The Memo: 21—27 May 2024

The Memo from 21—27 May 2024: Summary of incidents, ranging from terrorism, covert actions, organised crimes to cybersecurity incident.

The Memo: 21—27 May 2024

In brief:

  • Explosive attacks reveal ongoing security challenges in Thailand's Deep South.
  • North Korea accuses US, South Korea of espionage, warns retaliation.
  • Hacktivists use ransomeware for political disruption amid regional tensions.

Terrorism and insurgency

1. Thailand

In Narathiwat, southern Thailand, two bomb explosions early in the morning resulted in one death and 13 injuries, including a police officer. The first explosion at 7:20 am targeted defence volunteers patrolling in Jok Irong, injuring six who were taken to Jok Irong Hospital. The second explosion occurred at 8:10 am in Kampung Air Jambu, Sukhirin district, injuring seven defence volunteers, with one volunteer later dying in hospital. No group has claimed responsibility for the attacks.

Why it matters: The latest incident underscores the ongoing security challenges in the Deep South, where insurgent activity remains a persistent threat to both local security forces and civilians. These regions have long been plagued by such violence, and the use of double explosions is a calculated tactic frequently employed by insurgents and terrorist groups to maximise chaos and casualties.

2. Bangladesh

On May 20, A group of armed men from the Rohingya Solidarity Organisation (RSO) attempted to abduct three youths from the Kutupalong Rohingya refugee camp in Cox’s Bazar, Bangladesh, intending to conscript them into Myanmar’s junta army. Refugees at the camp intervened and overpowered the RSO members. When police demanded the release of the RSO captives, refugees protested, leading officers to fire pellets, injuring over two dozen refugees, including children.

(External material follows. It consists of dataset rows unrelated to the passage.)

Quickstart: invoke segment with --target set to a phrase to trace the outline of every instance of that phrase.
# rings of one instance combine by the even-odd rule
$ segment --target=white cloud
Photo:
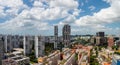
[[[95,6],[91,5],[88,7],[91,11],[95,9]]]
[[[44,0],[43,0],[44,1]],[[31,33],[32,34],[44,34],[45,31],[50,31],[52,26],[49,25],[48,20],[56,20],[65,18],[66,21],[75,20],[75,16],[79,15],[78,2],[74,0],[46,0],[46,4],[43,4],[42,0],[35,0],[33,7],[29,8],[23,4],[22,0],[1,0],[0,6],[10,7],[10,9],[3,11],[7,15],[15,16],[14,18],[1,23],[0,30],[6,33]],[[20,14],[18,11],[24,8]],[[73,14],[68,11],[72,10]],[[1,15],[1,14],[0,14]],[[9,31],[9,32],[7,32]],[[39,32],[39,33],[38,33]],[[2,32],[1,32],[2,33]]]
[[[111,3],[111,7],[101,9],[99,12],[94,13],[92,16],[83,16],[76,20],[76,24],[103,24],[111,23],[120,20],[120,1],[116,0]]]

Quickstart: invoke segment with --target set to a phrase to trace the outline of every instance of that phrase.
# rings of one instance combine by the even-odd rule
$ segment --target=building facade
[[[108,47],[114,46],[114,38],[113,37],[108,37],[107,42],[108,42]]]
[[[0,35],[0,65],[2,65],[3,57],[4,57],[4,39],[3,36]]]
[[[32,48],[34,46],[34,36],[24,36],[24,55],[29,55],[32,53]]]
[[[54,36],[55,36],[54,49],[57,49],[57,45],[58,45],[58,26],[54,26]]]
[[[67,47],[69,46],[70,44],[70,34],[71,34],[71,28],[70,28],[70,25],[66,24],[64,25],[63,27],[63,44],[64,44],[64,47]]]

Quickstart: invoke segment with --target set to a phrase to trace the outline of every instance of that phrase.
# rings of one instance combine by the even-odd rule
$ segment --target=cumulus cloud
[[[33,7],[26,6],[22,0],[0,0],[0,3],[0,12],[2,12],[0,16],[5,14],[14,16],[14,18],[0,23],[0,30],[6,33],[43,34],[52,29],[52,26],[49,25],[50,20],[60,18],[66,18],[66,21],[74,20],[74,17],[78,16],[80,12],[77,9],[78,2],[75,0],[34,0]],[[4,10],[6,7],[7,9]],[[19,13],[19,11],[21,12]]]
[[[110,3],[110,7],[101,9],[93,15],[86,15],[75,21],[78,26],[91,27],[96,31],[107,31],[104,24],[120,21],[120,0],[104,0]],[[114,30],[114,29],[112,29]]]
[[[88,7],[91,11],[95,9],[95,6],[91,5]]]

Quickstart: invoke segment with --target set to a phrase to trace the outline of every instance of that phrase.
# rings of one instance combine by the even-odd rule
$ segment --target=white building
[[[24,46],[24,55],[29,55],[32,53],[32,47],[34,44],[34,36],[24,36],[23,38],[23,46]]]
[[[57,49],[57,45],[58,45],[58,26],[54,26],[54,49]]]
[[[68,25],[68,24],[64,25],[63,30],[62,30],[62,34],[63,34],[64,46],[67,47],[70,45],[70,34],[71,34],[70,25]]]
[[[3,36],[0,35],[0,65],[2,65],[3,57],[4,57],[4,39]]]
[[[44,56],[45,42],[44,37],[35,36],[35,56],[36,58]]]
[[[4,35],[5,52],[11,52],[13,50],[12,35]]]

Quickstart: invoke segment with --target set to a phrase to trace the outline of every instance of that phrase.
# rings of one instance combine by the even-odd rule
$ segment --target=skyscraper
[[[97,32],[96,36],[98,36],[98,37],[104,37],[105,33],[104,32]]]
[[[42,36],[35,36],[35,56],[36,58],[44,56],[45,43]]]
[[[4,39],[0,35],[0,65],[2,65],[3,57],[4,57]]]
[[[32,53],[32,48],[34,44],[34,36],[24,36],[24,55],[29,55]]]
[[[108,42],[108,47],[114,46],[114,38],[112,36],[109,36],[107,38],[107,42]]]
[[[5,35],[4,40],[5,52],[11,52],[13,50],[12,35]]]
[[[71,33],[70,25],[65,24],[63,27],[63,33],[62,33],[64,47],[67,47],[70,44],[70,33]]]
[[[96,45],[107,45],[107,38],[104,35],[104,32],[96,33]]]
[[[54,26],[54,36],[55,36],[54,49],[57,49],[57,45],[58,45],[58,26]]]

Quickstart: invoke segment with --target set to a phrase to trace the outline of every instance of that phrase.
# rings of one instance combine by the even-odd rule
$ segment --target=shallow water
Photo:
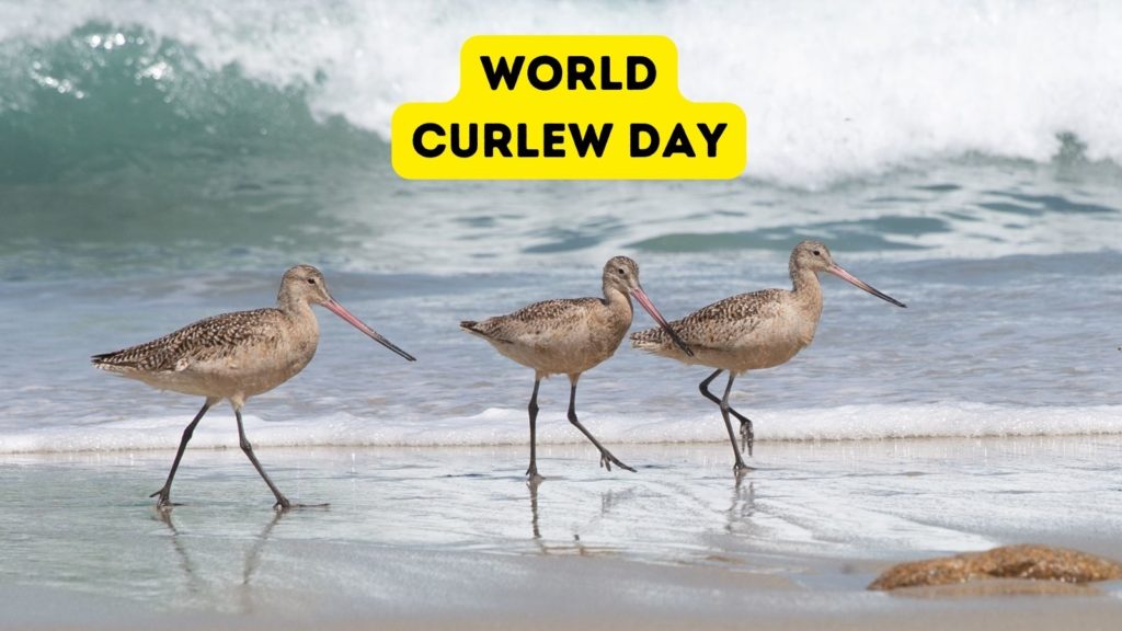
[[[546,447],[531,488],[523,448],[259,449],[294,502],[330,502],[285,514],[240,451],[190,450],[166,520],[147,495],[171,451],[6,456],[0,584],[141,612],[471,611],[550,571],[517,559],[572,556],[876,611],[862,591],[895,560],[1023,541],[1122,557],[1118,437],[766,445],[739,482],[727,445],[615,450],[638,473]]]

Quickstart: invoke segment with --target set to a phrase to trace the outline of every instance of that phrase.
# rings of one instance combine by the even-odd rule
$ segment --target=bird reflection
[[[154,514],[156,515],[157,520],[159,520],[160,522],[164,523],[164,525],[167,527],[168,531],[172,534],[172,548],[175,550],[176,556],[180,558],[180,567],[183,569],[183,573],[186,576],[187,592],[195,597],[208,597],[209,595],[213,597],[214,595],[221,595],[227,593],[228,591],[227,585],[220,585],[218,589],[213,591],[208,589],[206,580],[203,577],[206,575],[206,573],[203,573],[203,576],[200,576],[200,573],[197,570],[197,565],[194,563],[194,560],[191,557],[191,554],[187,551],[186,542],[190,541],[190,539],[182,536],[180,529],[176,528],[175,521],[172,516],[172,511],[156,510],[154,511]],[[241,585],[240,585],[241,588],[239,589],[239,600],[240,600],[239,609],[242,613],[251,613],[254,611],[254,602],[252,602],[254,594],[250,585],[252,582],[252,577],[260,567],[261,555],[265,550],[265,545],[269,541],[273,534],[273,529],[276,528],[277,523],[279,523],[280,520],[284,519],[285,515],[287,514],[288,511],[275,511],[270,515],[269,521],[265,524],[261,531],[254,539],[252,545],[246,551],[246,557],[242,561],[242,570],[241,570]]]
[[[732,533],[737,525],[751,525],[752,515],[756,512],[756,488],[755,482],[748,482],[747,488],[744,486],[745,475],[742,473],[736,476],[736,482],[733,484],[733,501],[726,511],[728,520],[725,524],[725,531]]]

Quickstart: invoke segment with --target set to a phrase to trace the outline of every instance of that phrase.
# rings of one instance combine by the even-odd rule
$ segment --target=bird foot
[[[627,469],[631,473],[635,473],[635,469],[633,469],[632,467],[628,467],[627,465],[623,464],[619,460],[619,458],[616,458],[615,456],[613,456],[611,451],[608,451],[607,449],[601,449],[600,450],[600,466],[610,472],[611,470],[611,465],[615,465],[615,466],[617,466],[617,467],[619,467],[622,469]]]
[[[738,459],[736,460],[736,464],[733,465],[733,473],[735,473],[736,475],[744,475],[747,472],[754,472],[754,470],[756,470],[756,468],[745,465],[744,460]]]
[[[744,452],[752,457],[752,443],[756,441],[755,433],[752,431],[752,421],[741,421],[741,442],[743,445]]]
[[[171,511],[174,506],[182,506],[183,505],[183,504],[180,504],[177,502],[173,502],[172,501],[172,492],[171,492],[169,488],[166,488],[166,487],[165,488],[160,488],[159,491],[157,491],[157,492],[153,493],[151,495],[149,495],[149,497],[156,497],[157,495],[159,496],[159,500],[156,500],[156,510],[157,511]]]

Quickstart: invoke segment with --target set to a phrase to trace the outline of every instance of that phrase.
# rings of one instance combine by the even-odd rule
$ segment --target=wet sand
[[[232,441],[231,441],[232,445]],[[1087,595],[909,597],[894,563],[1040,542],[1122,558],[1122,437],[0,456],[2,628],[1111,628]]]

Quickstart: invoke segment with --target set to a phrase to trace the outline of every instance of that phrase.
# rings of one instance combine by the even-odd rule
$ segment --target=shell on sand
[[[1013,578],[1089,583],[1122,578],[1116,561],[1065,548],[1020,545],[893,566],[870,589],[948,585],[971,580]]]

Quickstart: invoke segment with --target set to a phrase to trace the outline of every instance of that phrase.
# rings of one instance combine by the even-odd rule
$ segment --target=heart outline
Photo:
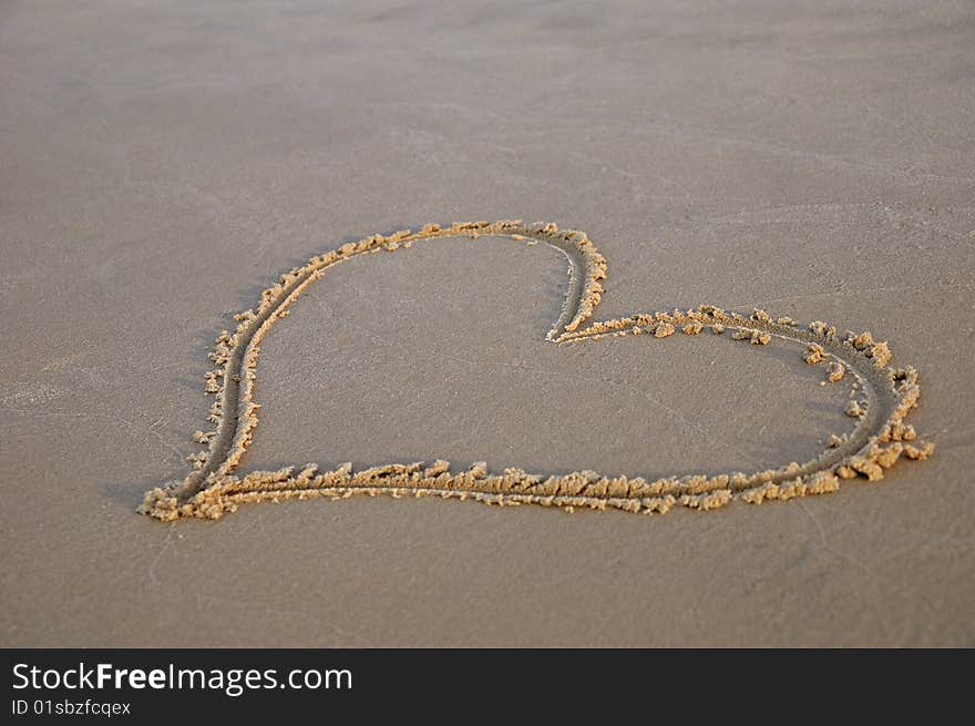
[[[260,342],[275,323],[287,317],[300,295],[321,279],[327,269],[352,257],[409,248],[423,239],[460,236],[475,239],[480,236],[509,237],[530,244],[543,242],[568,258],[569,288],[562,313],[546,335],[546,339],[556,345],[643,333],[663,338],[673,335],[676,325],[682,325],[688,335],[699,334],[705,328],[714,333],[727,328],[735,330],[732,337],[736,339],[753,344],[768,345],[772,337],[805,344],[807,362],[830,360],[833,365],[830,380],[842,377],[845,371],[856,378],[861,395],[866,399],[851,400],[846,412],[860,421],[845,439],[831,437],[834,439],[832,448],[810,461],[791,462],[752,474],[685,474],[646,482],[642,478],[607,478],[592,471],[546,476],[509,468],[503,474],[491,474],[483,462],[453,473],[449,462],[437,460],[430,467],[423,462],[391,463],[359,472],[353,472],[351,464],[326,472],[319,472],[317,464],[305,464],[301,469],[287,467],[278,471],[235,476],[234,471],[253,439],[260,408],[254,401]],[[874,341],[869,333],[859,336],[848,333],[841,338],[834,327],[821,321],[801,327],[789,318],[774,319],[760,309],[745,317],[711,305],[673,314],[634,314],[582,327],[602,299],[601,283],[606,273],[605,257],[584,232],[560,231],[553,223],[525,225],[521,221],[454,223],[449,227],[428,224],[415,232],[403,229],[389,236],[363,237],[312,257],[264,290],[256,309],[235,315],[238,325],[233,333],[222,331],[209,354],[213,370],[205,377],[205,391],[216,396],[209,415],[215,429],[197,431],[194,436],[196,442],[208,444],[207,451],[187,457],[194,470],[183,480],[166,482],[146,492],[138,511],[162,521],[186,517],[219,519],[245,502],[319,497],[341,499],[353,494],[470,498],[489,504],[532,503],[567,511],[613,508],[664,513],[677,503],[711,510],[732,499],[760,504],[768,500],[829,493],[839,489],[840,479],[865,477],[869,481],[878,481],[902,456],[923,460],[933,452],[931,442],[912,443],[916,434],[913,427],[904,422],[921,393],[916,370],[910,366],[890,367],[891,352],[886,342]]]

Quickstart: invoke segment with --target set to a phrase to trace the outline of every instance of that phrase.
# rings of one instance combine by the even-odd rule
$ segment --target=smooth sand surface
[[[973,47],[962,2],[6,6],[0,645],[972,645]],[[505,217],[589,234],[599,318],[872,330],[935,456],[708,514],[135,513],[280,273]],[[493,238],[350,260],[263,346],[245,469],[751,470],[852,426],[794,346],[546,344],[565,284]]]

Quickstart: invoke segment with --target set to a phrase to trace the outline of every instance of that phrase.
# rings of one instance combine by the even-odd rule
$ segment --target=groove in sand
[[[750,474],[686,474],[646,481],[625,476],[604,477],[593,471],[546,476],[509,468],[502,473],[491,473],[485,463],[452,472],[449,462],[438,460],[430,466],[391,463],[362,471],[352,471],[351,464],[343,464],[321,472],[316,464],[305,464],[236,476],[234,471],[254,437],[260,408],[254,400],[260,342],[275,323],[287,317],[300,295],[327,269],[358,255],[393,252],[422,239],[458,236],[538,241],[565,254],[571,285],[562,314],[547,335],[547,340],[554,344],[644,334],[666,338],[678,330],[695,336],[705,329],[718,335],[728,330],[732,338],[757,346],[769,345],[773,338],[797,342],[805,346],[807,362],[829,365],[828,380],[842,378],[841,370],[855,378],[854,397],[844,410],[859,422],[848,436],[831,436],[830,447],[810,461]],[[554,224],[525,225],[521,221],[454,223],[449,227],[431,224],[417,232],[404,229],[389,236],[373,235],[312,257],[264,290],[257,308],[236,315],[236,329],[224,330],[217,338],[209,354],[214,367],[205,378],[206,391],[215,397],[209,415],[214,429],[197,431],[194,436],[207,449],[187,457],[194,470],[185,479],[146,492],[140,511],[163,521],[185,517],[219,519],[247,502],[343,499],[353,494],[472,499],[488,504],[561,507],[567,511],[608,508],[663,513],[675,504],[711,510],[736,499],[760,504],[768,500],[833,492],[842,479],[863,477],[878,481],[884,470],[900,459],[926,459],[933,452],[934,446],[917,442],[914,428],[905,423],[921,395],[916,371],[911,367],[890,367],[886,342],[874,341],[869,333],[840,335],[834,327],[821,321],[800,326],[789,318],[772,318],[760,309],[746,317],[712,305],[673,313],[636,314],[583,327],[599,304],[601,282],[605,277],[606,259],[584,232],[560,231]]]

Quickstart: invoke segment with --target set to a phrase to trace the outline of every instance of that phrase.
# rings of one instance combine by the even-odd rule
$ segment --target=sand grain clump
[[[260,344],[274,325],[288,317],[301,294],[340,263],[362,254],[409,249],[414,243],[439,237],[509,237],[527,244],[546,243],[569,260],[569,289],[562,313],[546,339],[565,345],[593,341],[607,336],[653,333],[668,338],[678,326],[688,336],[705,328],[720,335],[726,327],[732,338],[768,346],[773,337],[805,346],[803,358],[815,365],[829,359],[828,377],[855,378],[854,398],[845,412],[858,419],[852,432],[831,434],[828,447],[803,463],[753,473],[728,472],[714,477],[685,474],[654,481],[626,476],[602,476],[594,471],[544,474],[506,468],[492,473],[486,463],[454,471],[450,462],[432,464],[388,463],[355,471],[342,464],[320,471],[317,464],[286,467],[276,471],[235,471],[254,438],[260,405],[254,400]],[[813,321],[807,328],[791,318],[773,318],[756,308],[749,317],[712,305],[690,310],[640,313],[626,318],[585,324],[603,296],[606,259],[584,232],[560,229],[552,223],[525,225],[521,221],[458,222],[448,227],[428,224],[419,231],[401,229],[389,236],[372,235],[318,255],[302,267],[280,276],[260,295],[256,308],[234,316],[233,330],[217,336],[209,354],[213,368],[204,378],[204,391],[214,397],[208,420],[211,431],[197,431],[193,439],[207,447],[187,457],[192,471],[145,493],[140,511],[163,521],[195,517],[219,519],[240,504],[308,499],[347,499],[379,494],[437,497],[473,500],[499,507],[537,504],[566,511],[616,509],[660,514],[680,504],[709,511],[733,500],[752,504],[837,491],[840,480],[864,478],[878,481],[901,459],[923,461],[931,457],[931,442],[916,442],[914,428],[905,417],[917,406],[921,389],[913,368],[889,368],[892,355],[886,342],[870,333],[849,333]]]

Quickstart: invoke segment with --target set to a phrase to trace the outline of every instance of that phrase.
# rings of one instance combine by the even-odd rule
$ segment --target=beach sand
[[[0,10],[0,645],[972,645],[973,43],[963,3]],[[213,339],[280,274],[510,217],[589,235],[596,319],[871,330],[934,457],[711,513],[135,513],[191,471]],[[717,474],[855,425],[853,377],[779,339],[548,342],[567,285],[495,236],[327,272],[261,344],[242,472]]]

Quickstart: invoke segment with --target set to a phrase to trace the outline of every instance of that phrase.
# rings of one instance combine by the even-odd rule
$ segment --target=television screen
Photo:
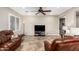
[[[45,31],[45,25],[35,25],[35,31]]]

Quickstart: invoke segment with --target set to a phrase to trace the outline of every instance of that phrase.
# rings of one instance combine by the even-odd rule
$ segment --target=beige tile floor
[[[44,41],[53,41],[58,36],[25,36],[21,46],[16,51],[44,51]]]

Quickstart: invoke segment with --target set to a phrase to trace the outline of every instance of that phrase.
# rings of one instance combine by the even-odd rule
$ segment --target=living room
[[[52,41],[78,39],[78,27],[78,7],[0,7],[0,50],[56,51],[53,46],[49,47],[53,44]],[[5,43],[7,40],[3,35],[9,32],[13,33],[9,35],[12,42],[10,40],[11,43]],[[19,38],[14,40],[18,36]],[[59,51],[79,50],[75,46],[79,40],[76,42],[73,49],[62,47]]]

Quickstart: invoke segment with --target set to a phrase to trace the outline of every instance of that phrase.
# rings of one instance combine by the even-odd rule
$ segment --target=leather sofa
[[[22,36],[11,39],[13,34],[12,30],[0,31],[0,51],[14,51],[20,46]]]
[[[79,51],[79,39],[55,39],[51,43],[44,41],[45,51]]]

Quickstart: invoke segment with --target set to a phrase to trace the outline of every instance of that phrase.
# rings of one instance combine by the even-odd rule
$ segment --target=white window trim
[[[20,17],[13,15],[11,13],[9,13],[9,15],[8,15],[8,29],[10,30],[10,16],[15,17],[15,30],[14,31],[19,31],[20,30]],[[16,18],[19,18],[19,29],[16,29]]]

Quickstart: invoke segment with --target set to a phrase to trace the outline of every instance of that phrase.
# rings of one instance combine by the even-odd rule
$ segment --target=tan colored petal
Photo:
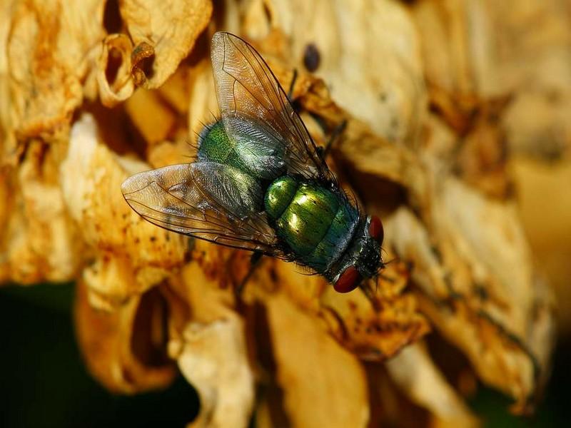
[[[119,8],[135,45],[133,78],[148,89],[158,88],[174,73],[212,14],[208,0],[125,0]]]
[[[177,374],[166,355],[163,331],[168,315],[154,289],[109,312],[94,308],[81,281],[75,303],[76,332],[91,373],[106,388],[122,394],[165,387]]]
[[[273,0],[271,27],[289,38],[290,58],[303,69],[309,44],[319,53],[315,74],[333,98],[380,136],[402,142],[418,131],[424,108],[420,51],[414,23],[394,1]],[[253,8],[259,3],[251,2]],[[246,34],[261,24],[246,21]]]
[[[133,125],[149,145],[168,139],[176,116],[161,101],[158,93],[140,88],[125,103]]]
[[[536,289],[541,286],[534,282],[512,208],[455,181],[443,191],[449,205],[439,205],[436,247],[405,209],[390,219],[388,233],[398,253],[415,266],[413,279],[422,290],[418,298],[425,313],[485,382],[523,409],[547,370],[536,355],[550,351],[532,352],[530,341],[537,342],[536,332],[542,332],[540,342],[550,349],[552,309],[543,302],[545,292]]]
[[[17,2],[7,41],[13,125],[22,137],[66,127],[83,98],[90,49],[102,39],[104,1]]]
[[[438,427],[477,427],[477,419],[430,359],[416,343],[387,362],[391,379],[413,402],[430,411]]]
[[[0,280],[69,281],[83,262],[83,245],[59,187],[56,151],[55,145],[32,141],[19,169],[1,174],[7,188],[0,207]]]
[[[125,34],[110,34],[103,41],[97,61],[97,85],[101,103],[106,107],[113,107],[133,94],[132,50],[131,39]]]
[[[277,380],[296,427],[366,427],[364,370],[310,317],[283,295],[266,302]]]
[[[201,398],[189,427],[248,427],[254,402],[253,374],[241,317],[228,306],[228,290],[218,289],[196,263],[183,272],[192,314],[177,350],[178,367]]]

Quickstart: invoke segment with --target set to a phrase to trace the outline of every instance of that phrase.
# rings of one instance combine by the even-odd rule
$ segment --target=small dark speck
[[[303,52],[303,65],[308,69],[308,71],[313,73],[317,70],[319,68],[320,60],[320,55],[317,46],[313,43],[308,44]]]

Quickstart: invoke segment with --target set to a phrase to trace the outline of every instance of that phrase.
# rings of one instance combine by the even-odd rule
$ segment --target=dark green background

Why it matters: This marked the first public protest in Bangladesh against the abduction and forced conscription of Rohingya youths. Over the past three months, hundreds of Rohingya men and boys have been abducted from refugee camps in Bangladesh for conscription in Myanmar. Both Myanmar’s military and the rebel Arakan Army (AA) have been forcibly recruiting Rohingya to use as human shields. This situation has heightened the risks faced by the Rohingya community, exacerbating tensions and violence in the region.

Covert Actions

i. North Korea

North Korea accused the United States and South Korea of conducting aerial espionage and warned of immediate action if its sovereignty is violated. Deputy Defence Minister Kim Kang Il stated that from May 13 to 24, the US deployed dozens of military aircraft for espionage. He claimed these activities exceeded wartime levels and blamed them for escalating regional tensions. Kim also criticised South Korean naval forces for intruding across maritime borders under the guise of patrols, warning of serious consequences. Relations between the Koreas are at a low, with Pyongyang labelling Seoul as its "main enemy" amid ongoing joint military exercises with the US.

Why it matters: These allegations come at a time when relations between North and South Korea are already strained, with Pyongyang openly calling Seoul its "main enemy." This rhetoric and actions may heighten the risk of military confrontation. The situation also poses a challenge for international diplomatic efforts aimed at denuclearisation and peace on the Korean Peninsula.

Cybercrime and security breaches

i. The Philippines

Politically motivated hacktivist groups, particularly Ikaruz Red Team, are increasingly using ransomware to disrupt targets and draw attention to their causes, not for profit. Ikaruz Red Team, along with Turk Hack Team and Anka Underground, leverages leaked ransomware builders and has hijacked government branding to carry out these attacks. Since 2023, they have conducted defacements, DDoS, and ransomware attacks.

Why it matters: These actions, part of a broader wave of hacktivist activity in the region, highlight the rising geopolitical tensions and the strategic significance of the Philippines, making it an attractive target for civil disruption. Hacktivist groups like Ikaruz Red Team are using ransomware not just for financial gain but to make political statements and disrupt critical infrastructure, particularly in the Philippines, amid rising regional tensions with China.